No parecía Takashi Miike, sin embargo, el director más adecuado para un producto que aboga por la narración pausada, por la violencia contenida (que apenas si se explicita en un par de secuencias: el harakiri de Motome y la -ultracoreografiada- batalla colectiva que cierra la película), por el romanticismo exacerbado, por un sin fin de actos de amor (conyugales o no) valerosos, por la lucha vital de un padre de familia que pretende cubrir las necesidades alimentarias (y salutíferas) de los suyos... salvo por la oportunidad mercadotécnica de venderla como un díptico junto a “Thirteen assassins” (y eso a pesar de constituirse en su auténtico reverso) y, pese a todo, no deja de desenvolverse, el cineasta japonés, con una cierta suficiencia rectora, fruto de su fecunda experiencia en productos de cualquier calado, abordando un espectáculo cinematográfico que es singularmente abrumador en el plano-detalle, en sus decorados, en el uso tridimensional de algunos escenarios, en la recreación social del período histórico concreto, mientras se recrea en las caricias y miradas que unos y otros personajes se intercambian, en el llanto de un niño enfermo, en el valor de las palabras cuando buscan un propósito dogmático, en la venganza, en fin, como leit motiv sucinto que mueve todo su engranaje argumental.

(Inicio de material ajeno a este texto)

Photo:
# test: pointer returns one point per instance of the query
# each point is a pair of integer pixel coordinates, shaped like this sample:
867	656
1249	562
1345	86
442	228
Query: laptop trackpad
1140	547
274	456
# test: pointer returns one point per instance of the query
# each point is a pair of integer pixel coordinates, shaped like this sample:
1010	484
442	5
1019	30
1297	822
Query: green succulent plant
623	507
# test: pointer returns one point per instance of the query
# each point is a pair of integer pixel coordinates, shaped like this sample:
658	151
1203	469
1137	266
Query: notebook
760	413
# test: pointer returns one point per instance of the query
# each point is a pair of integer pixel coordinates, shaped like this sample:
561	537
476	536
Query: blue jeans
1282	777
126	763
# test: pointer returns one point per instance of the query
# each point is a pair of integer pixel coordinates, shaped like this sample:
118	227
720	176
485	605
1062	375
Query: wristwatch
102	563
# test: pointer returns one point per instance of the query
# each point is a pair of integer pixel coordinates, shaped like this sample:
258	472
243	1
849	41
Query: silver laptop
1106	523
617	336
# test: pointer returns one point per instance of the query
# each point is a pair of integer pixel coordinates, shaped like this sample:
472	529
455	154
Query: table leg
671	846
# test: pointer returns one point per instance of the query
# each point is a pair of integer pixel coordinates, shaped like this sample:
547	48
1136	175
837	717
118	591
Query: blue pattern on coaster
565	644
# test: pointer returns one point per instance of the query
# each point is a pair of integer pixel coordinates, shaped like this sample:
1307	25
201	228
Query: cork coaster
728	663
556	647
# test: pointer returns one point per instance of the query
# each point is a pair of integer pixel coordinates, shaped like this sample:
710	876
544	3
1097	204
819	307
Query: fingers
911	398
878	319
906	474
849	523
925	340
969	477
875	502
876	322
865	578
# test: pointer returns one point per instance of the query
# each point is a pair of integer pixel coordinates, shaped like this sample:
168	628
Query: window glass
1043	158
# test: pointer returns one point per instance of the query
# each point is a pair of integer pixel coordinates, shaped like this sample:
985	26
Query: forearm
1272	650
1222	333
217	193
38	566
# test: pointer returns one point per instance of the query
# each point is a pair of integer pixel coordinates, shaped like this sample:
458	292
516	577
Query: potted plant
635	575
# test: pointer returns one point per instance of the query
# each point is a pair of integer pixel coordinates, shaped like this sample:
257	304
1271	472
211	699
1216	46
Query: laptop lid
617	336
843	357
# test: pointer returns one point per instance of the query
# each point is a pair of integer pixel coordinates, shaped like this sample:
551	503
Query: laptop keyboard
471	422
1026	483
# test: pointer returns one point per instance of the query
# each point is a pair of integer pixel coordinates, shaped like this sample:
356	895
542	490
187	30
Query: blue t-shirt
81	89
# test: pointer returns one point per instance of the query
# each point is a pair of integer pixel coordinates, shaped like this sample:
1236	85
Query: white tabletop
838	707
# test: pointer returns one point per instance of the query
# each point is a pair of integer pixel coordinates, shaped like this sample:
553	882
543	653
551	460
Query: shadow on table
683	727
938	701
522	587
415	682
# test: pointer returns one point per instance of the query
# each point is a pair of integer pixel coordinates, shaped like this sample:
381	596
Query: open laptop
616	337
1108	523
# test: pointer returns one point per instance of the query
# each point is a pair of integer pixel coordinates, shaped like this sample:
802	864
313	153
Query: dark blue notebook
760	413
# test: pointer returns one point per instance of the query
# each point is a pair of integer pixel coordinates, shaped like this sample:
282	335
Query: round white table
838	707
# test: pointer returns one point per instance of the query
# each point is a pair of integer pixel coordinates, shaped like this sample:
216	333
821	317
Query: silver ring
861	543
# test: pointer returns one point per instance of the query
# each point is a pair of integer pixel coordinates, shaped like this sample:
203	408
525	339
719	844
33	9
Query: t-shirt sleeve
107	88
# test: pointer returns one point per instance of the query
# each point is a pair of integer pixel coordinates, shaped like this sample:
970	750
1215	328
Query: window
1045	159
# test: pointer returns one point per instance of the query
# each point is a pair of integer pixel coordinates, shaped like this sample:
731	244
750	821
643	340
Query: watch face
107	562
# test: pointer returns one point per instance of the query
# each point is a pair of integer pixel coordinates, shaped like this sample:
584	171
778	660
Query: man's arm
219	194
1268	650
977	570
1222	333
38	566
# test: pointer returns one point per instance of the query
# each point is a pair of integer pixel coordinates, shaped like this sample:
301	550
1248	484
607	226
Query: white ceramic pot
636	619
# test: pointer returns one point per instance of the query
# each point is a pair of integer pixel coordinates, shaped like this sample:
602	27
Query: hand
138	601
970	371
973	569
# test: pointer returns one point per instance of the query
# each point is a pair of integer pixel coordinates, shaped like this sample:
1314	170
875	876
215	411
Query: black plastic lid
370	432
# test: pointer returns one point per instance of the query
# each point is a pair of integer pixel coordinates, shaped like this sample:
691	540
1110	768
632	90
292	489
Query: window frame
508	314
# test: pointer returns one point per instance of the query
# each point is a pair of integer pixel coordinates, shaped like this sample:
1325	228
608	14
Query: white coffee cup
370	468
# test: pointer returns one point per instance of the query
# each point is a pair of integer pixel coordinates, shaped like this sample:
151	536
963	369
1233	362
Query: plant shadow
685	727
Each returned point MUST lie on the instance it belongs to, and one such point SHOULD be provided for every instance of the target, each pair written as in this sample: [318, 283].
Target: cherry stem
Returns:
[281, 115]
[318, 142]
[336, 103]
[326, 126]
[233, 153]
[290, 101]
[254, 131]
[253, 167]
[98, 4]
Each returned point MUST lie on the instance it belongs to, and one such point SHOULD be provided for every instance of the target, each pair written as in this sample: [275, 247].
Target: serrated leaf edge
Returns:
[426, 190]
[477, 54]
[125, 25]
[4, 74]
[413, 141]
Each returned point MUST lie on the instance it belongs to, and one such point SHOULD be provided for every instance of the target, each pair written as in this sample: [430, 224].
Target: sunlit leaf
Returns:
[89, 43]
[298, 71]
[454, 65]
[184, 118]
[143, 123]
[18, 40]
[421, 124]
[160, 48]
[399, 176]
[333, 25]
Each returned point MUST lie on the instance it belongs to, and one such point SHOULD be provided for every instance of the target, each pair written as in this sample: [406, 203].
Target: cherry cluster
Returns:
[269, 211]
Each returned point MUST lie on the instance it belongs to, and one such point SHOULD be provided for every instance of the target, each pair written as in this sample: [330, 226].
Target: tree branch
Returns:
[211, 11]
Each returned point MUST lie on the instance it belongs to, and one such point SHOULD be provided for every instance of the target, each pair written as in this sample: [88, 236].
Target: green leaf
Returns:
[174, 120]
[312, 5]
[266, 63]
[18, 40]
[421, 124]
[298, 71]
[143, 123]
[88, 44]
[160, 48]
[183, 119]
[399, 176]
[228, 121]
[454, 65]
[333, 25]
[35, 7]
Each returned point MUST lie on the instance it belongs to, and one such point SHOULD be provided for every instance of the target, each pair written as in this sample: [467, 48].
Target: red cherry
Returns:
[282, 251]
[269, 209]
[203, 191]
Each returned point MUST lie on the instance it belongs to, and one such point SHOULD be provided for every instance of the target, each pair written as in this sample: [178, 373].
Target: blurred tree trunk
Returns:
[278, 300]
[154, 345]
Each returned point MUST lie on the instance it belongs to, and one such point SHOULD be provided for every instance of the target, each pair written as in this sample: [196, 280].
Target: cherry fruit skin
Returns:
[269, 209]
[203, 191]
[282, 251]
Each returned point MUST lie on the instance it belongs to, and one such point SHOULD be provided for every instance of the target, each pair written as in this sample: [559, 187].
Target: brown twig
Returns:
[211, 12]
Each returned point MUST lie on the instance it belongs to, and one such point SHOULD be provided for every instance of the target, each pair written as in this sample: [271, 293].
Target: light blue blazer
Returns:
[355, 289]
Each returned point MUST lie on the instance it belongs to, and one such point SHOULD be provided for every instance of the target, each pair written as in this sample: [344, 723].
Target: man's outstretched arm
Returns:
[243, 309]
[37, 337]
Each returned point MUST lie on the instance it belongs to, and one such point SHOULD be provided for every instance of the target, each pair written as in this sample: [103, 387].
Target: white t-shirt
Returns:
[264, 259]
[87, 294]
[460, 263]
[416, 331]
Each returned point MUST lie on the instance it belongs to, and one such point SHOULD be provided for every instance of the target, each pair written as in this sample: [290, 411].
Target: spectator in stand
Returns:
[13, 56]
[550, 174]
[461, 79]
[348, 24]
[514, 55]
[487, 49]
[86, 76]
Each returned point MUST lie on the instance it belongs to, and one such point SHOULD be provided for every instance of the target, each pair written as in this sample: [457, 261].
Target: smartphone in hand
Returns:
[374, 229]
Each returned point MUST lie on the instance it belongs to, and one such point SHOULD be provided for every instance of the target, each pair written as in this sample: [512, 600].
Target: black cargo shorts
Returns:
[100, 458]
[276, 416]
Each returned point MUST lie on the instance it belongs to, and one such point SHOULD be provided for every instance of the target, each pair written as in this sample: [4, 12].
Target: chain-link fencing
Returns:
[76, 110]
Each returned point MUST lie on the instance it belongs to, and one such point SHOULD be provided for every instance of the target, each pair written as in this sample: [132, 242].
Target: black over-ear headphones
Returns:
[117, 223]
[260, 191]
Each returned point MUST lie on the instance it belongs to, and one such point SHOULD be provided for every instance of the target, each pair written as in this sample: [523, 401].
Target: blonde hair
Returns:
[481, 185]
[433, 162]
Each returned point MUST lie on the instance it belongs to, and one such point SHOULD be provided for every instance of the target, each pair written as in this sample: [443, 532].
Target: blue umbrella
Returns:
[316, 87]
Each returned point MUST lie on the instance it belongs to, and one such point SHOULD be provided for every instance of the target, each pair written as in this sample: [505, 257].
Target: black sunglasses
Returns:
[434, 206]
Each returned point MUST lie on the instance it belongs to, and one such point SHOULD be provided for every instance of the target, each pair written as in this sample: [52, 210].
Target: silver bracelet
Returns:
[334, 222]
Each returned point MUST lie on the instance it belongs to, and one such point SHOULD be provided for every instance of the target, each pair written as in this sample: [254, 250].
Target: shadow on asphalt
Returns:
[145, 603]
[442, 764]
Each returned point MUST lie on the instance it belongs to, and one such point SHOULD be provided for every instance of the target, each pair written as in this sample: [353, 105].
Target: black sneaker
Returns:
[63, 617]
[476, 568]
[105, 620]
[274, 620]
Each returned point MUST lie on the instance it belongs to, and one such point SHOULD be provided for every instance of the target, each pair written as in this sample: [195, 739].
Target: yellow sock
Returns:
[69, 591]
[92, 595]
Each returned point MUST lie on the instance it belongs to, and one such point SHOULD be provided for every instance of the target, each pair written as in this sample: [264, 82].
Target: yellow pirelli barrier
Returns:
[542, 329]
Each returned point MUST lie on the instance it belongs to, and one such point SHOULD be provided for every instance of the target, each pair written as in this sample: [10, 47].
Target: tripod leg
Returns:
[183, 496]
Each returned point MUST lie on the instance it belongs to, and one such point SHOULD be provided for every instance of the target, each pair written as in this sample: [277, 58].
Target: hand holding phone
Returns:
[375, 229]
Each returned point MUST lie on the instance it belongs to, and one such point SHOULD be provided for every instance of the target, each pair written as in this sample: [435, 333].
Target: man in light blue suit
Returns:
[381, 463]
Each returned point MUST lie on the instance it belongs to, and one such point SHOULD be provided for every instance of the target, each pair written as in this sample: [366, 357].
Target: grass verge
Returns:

Miike trata de entretejer la trama (originalmente, una atormentada venganza pergeñada en defensa del honor y la tradición perdidas) con soluciones dramáticas de perfil ortodoxo, subrayadas hasta el hartazgo, también gracias a su emotiva banda sonora y a una fotografía colorista singularmente corrompida por la tecnología estereoscópica, tendiendo a la sobredimensión emocional, destacando la injusta situación del caso concreto, priorizando el subtexto afectivo-familiar que define a su argumento. Mientras da pábulo a esto renuncia a todo lo demás. Y es que lo que allí era una denuncia explícita contra toda una institución, decadente y ominosa, que apelaba a la tradición sólo de palabra (que, además, era extensible en términos alegóricos a la propia situación social del Japón desarrollista de los sesenta), aquí esta intención queda considerablemente atenuada, casi exiliada en un argumento que gravita la mayor parte de su carga dramática alrededor de un solo problema familiar que tiene en el hambre y en la enfermedad sus principales epítomes. 

Es el rasgo más reprochable que define a una película que, como mejor reclamo, deja la necesidad imperiosa de recuperar, ineludiblemente, aunque solo sea para efectuar la consiguiente comparación, la cinta original de Kobayashi. Un ejercicio nostálgico-cinéfilo, de indudables propósitos terapéuticos, más que aconsejable en este caso.